C’est sur ce terme d’« égale dignité » que se situe le lien entre la Loi de Lutte contre l’Exclusion de 1998 en France et la Déclaration Universelle des Droits de l’Homme. Pour lutter contre l’extrême pauvreté autrement que par des mesures catégorielles vite usées et insuffisantes, il fallait remonter à ce concept fondateur des droits de l’Homme qu’est l’égale dignité. Ce fut un débat « serré » entre associations et législateurs. La loi votée compte 151 articles et reprend surtout les différents droits « fondamentaux ». Son premier article a été adopté avec le texte suivant :

« La lutte contre les exclusions est un impératif national fondé sur le respect de l’égale dignité de tous les êtres humains et une priorité de l’ensemble des politiques publiques de la nation. »

Entre 1948 et 1998 il s’est passé… 50 ans ! Le texte de cet article se poursuit ainsi : « La présente loi tend à garantir sur l’ensemble du territoire l’accès effectif de tous aux droits fondamentaux dans les domaines de l’emploi, du logement, de la protection de la santé, de la justice, de l’éducation, de la formation et de la culture, de la protection de la famille et de l’enfance.

L’État, les collectivités territoriales, les établissements publics dont les centres communaux et intercommunaux d’action sociale, les organismes de sécurité sociale ainsi que les institutions sociales et médico-sociales participent à la mise en œuvre de ces principes. Ils poursuivent une politique destinée à connaître, prévenir et supprimer toutes les situations pouvant engendrer des exclusions. »

Après cette « proclamation », il reste un autre combat,celui de  l’effectivité de ces droits. L’accès aux droits de tous, pour tous, doit être le souci de tous. Il ne s’agit pas seulement de la reconnaissance d’un principe mais de son application à tous et notamment à ceux qui en sont le plus privés.

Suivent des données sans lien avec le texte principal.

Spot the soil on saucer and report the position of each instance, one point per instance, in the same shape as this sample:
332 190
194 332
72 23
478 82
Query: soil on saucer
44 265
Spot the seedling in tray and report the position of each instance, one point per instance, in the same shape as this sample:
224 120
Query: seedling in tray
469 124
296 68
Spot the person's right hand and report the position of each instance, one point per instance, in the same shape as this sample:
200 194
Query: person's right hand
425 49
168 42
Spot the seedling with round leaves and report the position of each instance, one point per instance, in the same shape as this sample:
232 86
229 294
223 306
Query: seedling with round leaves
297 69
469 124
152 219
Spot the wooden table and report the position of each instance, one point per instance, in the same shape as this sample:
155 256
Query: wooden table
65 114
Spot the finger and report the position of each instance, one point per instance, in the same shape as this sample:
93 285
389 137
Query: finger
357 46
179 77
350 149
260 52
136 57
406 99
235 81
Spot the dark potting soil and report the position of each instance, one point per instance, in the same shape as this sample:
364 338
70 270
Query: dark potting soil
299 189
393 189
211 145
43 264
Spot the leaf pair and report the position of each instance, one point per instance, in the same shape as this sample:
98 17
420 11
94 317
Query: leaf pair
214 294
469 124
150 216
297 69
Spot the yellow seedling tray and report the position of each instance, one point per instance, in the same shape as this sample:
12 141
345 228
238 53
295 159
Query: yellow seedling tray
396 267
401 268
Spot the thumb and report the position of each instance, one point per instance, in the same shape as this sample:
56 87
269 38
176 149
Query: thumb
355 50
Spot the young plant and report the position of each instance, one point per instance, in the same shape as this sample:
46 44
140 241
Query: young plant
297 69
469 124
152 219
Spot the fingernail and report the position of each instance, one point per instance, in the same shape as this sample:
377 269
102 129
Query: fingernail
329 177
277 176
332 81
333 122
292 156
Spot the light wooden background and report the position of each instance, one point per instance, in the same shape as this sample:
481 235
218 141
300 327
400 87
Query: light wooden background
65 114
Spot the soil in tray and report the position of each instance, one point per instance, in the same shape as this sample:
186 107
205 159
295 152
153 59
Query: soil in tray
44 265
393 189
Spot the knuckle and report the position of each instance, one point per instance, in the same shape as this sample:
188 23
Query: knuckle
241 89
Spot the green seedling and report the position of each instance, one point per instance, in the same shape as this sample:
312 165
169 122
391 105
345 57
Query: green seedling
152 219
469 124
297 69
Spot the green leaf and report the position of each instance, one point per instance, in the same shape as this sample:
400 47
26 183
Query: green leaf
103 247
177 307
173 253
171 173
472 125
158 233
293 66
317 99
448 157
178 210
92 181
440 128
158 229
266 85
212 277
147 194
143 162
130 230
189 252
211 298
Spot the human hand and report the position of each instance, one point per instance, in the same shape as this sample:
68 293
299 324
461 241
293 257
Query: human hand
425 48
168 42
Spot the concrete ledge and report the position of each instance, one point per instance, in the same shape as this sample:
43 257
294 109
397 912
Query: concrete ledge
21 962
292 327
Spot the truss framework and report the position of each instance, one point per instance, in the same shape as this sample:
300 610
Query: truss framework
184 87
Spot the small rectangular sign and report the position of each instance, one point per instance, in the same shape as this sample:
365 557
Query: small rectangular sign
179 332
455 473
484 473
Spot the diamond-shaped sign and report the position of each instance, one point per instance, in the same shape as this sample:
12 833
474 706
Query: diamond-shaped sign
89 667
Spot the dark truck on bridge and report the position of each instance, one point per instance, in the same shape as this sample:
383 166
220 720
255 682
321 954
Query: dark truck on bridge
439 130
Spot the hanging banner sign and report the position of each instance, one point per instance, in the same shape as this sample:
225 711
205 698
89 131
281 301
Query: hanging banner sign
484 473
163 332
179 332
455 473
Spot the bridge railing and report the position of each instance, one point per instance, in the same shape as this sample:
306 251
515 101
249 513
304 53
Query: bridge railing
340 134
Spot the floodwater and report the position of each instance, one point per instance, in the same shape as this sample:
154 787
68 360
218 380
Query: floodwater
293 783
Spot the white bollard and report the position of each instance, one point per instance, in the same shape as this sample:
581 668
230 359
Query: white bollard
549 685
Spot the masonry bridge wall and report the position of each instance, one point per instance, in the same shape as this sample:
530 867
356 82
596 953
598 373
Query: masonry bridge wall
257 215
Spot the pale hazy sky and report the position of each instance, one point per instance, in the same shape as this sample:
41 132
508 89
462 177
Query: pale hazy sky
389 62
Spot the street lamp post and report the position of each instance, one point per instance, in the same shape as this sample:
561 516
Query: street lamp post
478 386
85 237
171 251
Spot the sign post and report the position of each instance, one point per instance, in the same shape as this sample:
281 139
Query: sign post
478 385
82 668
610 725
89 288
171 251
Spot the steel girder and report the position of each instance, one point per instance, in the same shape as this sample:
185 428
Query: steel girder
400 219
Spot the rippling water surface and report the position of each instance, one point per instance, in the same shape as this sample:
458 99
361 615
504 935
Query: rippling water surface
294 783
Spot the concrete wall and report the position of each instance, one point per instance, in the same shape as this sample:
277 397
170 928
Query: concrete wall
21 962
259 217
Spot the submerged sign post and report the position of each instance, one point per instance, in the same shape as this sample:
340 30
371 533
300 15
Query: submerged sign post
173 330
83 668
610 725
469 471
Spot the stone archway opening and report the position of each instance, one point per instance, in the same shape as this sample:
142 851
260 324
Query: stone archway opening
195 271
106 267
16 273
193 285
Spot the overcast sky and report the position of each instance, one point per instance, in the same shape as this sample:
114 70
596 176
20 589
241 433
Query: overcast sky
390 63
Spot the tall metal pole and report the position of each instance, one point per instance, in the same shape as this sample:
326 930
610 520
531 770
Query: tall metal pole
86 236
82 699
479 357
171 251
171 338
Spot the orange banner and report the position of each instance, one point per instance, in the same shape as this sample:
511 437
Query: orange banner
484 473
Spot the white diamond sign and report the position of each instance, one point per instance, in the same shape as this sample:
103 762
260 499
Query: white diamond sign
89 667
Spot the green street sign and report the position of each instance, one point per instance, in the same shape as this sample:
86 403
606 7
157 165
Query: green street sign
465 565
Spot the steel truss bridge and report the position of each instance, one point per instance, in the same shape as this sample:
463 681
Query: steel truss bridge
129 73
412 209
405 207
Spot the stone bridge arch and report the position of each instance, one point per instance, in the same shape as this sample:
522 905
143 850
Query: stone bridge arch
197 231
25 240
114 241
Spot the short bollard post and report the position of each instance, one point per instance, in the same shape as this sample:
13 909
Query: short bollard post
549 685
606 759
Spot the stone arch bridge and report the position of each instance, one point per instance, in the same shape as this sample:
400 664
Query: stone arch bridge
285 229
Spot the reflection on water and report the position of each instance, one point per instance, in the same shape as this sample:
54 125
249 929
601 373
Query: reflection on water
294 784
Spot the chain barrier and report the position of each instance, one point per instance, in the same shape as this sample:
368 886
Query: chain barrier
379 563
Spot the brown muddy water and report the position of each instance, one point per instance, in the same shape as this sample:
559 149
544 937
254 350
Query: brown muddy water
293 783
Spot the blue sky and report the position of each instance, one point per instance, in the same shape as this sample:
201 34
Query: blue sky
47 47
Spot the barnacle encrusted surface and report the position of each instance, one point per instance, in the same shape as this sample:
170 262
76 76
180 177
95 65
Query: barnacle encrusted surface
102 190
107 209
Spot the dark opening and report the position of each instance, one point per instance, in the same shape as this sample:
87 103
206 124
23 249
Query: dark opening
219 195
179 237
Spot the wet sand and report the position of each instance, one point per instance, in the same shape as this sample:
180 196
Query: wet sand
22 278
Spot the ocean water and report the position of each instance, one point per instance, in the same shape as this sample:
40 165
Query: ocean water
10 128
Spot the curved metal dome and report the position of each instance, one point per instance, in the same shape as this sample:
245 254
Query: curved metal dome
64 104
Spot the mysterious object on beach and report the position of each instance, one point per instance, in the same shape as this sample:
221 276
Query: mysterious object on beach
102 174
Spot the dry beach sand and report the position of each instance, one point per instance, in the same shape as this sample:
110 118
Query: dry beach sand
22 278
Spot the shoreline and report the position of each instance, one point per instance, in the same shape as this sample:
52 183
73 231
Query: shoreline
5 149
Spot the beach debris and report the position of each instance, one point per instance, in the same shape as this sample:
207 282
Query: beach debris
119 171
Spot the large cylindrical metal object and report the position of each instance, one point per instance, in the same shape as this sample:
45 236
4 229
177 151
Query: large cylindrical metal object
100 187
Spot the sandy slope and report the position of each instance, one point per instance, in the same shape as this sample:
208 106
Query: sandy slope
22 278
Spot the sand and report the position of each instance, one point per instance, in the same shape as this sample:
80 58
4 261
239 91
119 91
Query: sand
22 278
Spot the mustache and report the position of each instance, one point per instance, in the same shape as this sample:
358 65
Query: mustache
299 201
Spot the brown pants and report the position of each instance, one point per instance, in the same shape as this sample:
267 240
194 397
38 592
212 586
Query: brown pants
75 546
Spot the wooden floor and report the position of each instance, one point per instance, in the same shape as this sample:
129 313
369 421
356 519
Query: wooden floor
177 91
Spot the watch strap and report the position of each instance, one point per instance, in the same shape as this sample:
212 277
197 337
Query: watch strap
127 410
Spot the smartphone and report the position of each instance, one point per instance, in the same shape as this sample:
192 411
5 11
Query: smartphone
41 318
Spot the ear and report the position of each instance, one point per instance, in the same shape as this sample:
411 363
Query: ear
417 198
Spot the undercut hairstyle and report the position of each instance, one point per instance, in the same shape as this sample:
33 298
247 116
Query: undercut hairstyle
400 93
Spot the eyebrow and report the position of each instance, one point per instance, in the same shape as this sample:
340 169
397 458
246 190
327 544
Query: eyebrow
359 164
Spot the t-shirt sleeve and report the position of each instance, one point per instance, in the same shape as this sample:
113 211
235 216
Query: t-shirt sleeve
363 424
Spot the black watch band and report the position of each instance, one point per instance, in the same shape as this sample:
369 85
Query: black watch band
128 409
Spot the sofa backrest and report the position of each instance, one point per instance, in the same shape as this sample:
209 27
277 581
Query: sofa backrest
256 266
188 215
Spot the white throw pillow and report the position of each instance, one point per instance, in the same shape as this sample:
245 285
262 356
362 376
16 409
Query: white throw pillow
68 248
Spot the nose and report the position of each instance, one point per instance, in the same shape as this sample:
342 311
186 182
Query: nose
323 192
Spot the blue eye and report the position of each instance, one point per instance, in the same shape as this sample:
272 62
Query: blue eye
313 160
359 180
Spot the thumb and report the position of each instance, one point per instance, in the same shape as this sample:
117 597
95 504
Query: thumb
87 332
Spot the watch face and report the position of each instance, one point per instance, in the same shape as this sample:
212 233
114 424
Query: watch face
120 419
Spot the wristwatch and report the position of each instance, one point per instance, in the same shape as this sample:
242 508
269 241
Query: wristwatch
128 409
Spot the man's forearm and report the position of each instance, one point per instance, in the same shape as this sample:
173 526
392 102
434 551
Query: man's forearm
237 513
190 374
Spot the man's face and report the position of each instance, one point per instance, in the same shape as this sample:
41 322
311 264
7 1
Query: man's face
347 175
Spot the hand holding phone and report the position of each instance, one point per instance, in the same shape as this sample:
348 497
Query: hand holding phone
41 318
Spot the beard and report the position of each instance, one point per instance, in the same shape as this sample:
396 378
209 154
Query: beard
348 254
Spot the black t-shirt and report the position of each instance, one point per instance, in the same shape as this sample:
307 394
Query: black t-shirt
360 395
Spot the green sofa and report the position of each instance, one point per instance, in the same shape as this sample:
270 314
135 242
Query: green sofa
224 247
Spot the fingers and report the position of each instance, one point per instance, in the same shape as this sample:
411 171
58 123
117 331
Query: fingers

C’est le combat initié par Joseph Wresinski, fondateur d’ATD Quart Monde qui fit graver, dans le marbre du parvis des libertés au Trocadéro à Paris, cet appel très clair à tous les défenseurs des droits de l’Homme :

« LA OU DES HOMMES SONT CONDAMNES A VIVRE DANS LA MISÈRE, LES DROITS DE L’HOMME SONT VIOLES. S’UNIR POUR LES FAIRE RESPECTER EST UN DEVOIR SACRE. »

Plus que jamais, cette année d’anniversaire(s) doit être, non pas une commémoration mais une mobilisation, pour rendre effective l’égale dignité par l’accès aux droits de tous pour tous, avec tous.